I mention this because today I davened from the amud on my mother-in-law’s yahrzeit—her tenth. She embodied this exact idea. She was an educator in every sense of the word. She didn’t just teach information; she prepared the next generation.
She wrote a book on Jewish etiquette. She had a long-running column in The Jewish Week—Ask Helen Latner—essentially the Jewish Dear Abby (and yes, Dear Abby was Jewish, as was Ann Landers—they were twins). But my mother-in-law brought a distinctly Jewish lens to guidance and values.
Together with my father-in-law, she helped preserve Jewish musical history. When he realized that Jewish recordings from the 1920s—great chazanut, recorded on fragile 78s—were disappearing, they started Collectors Guild. They rescued that music, re-recorded it, and re-released it on LPs. Thanks to that work, an entire chapter of Jewish cultural memory wasn’t lost.

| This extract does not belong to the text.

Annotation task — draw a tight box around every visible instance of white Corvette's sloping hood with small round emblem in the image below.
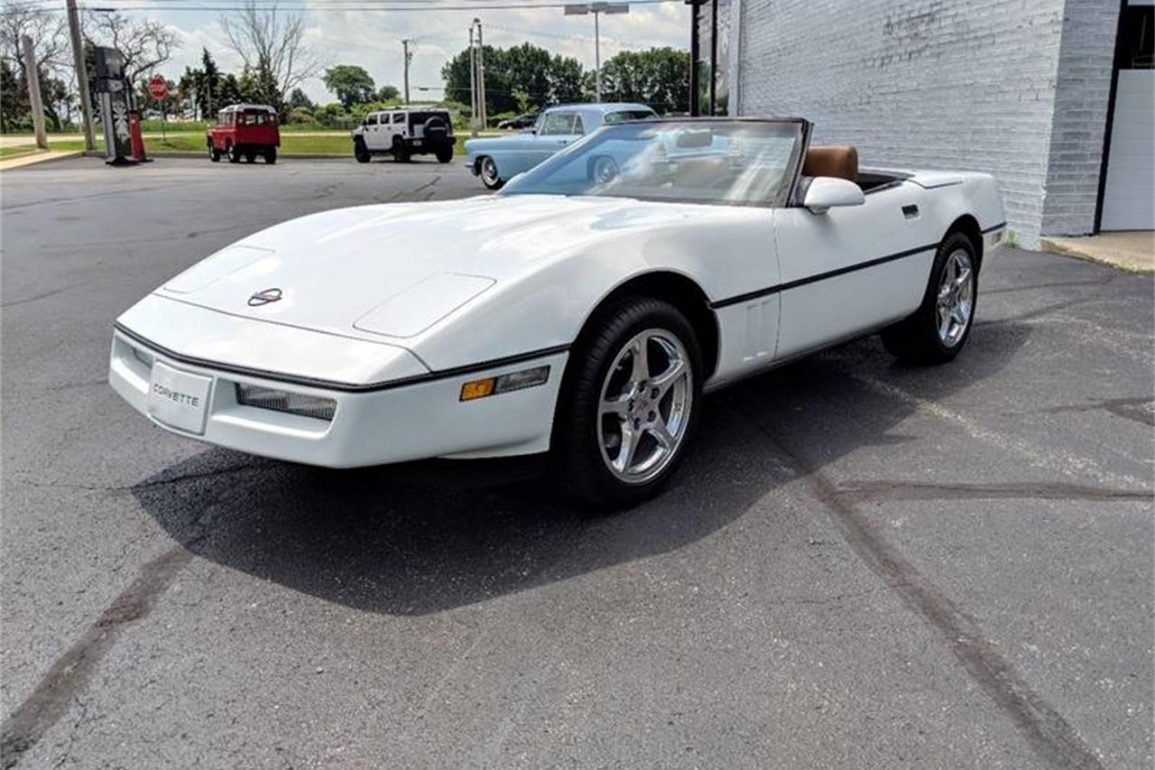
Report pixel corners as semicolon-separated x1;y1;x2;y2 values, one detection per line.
157;195;700;344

(Though, as my wife will tell you, the basement filled up with records pretty quickly.)
Yet even while preserving the past, she was always focused on the future. She was an English teacher, later head of her department, an assistant principal—and when she retired, she didn’t stop. She kept writing, kept thinking, kept contributing. She lived to 97, sharp and present until the end. And that, truly, is one of the greatest berachot a person can have.
Parashat Yitro reminds us: leadership isn’t about doing everything yourself. It’s about building systems, teaching others, and ensuring continuity. That was Yitro’s wisdom—and it was my mother-in-law’s life.
May her memory continue to be a source of blessing and tikkun.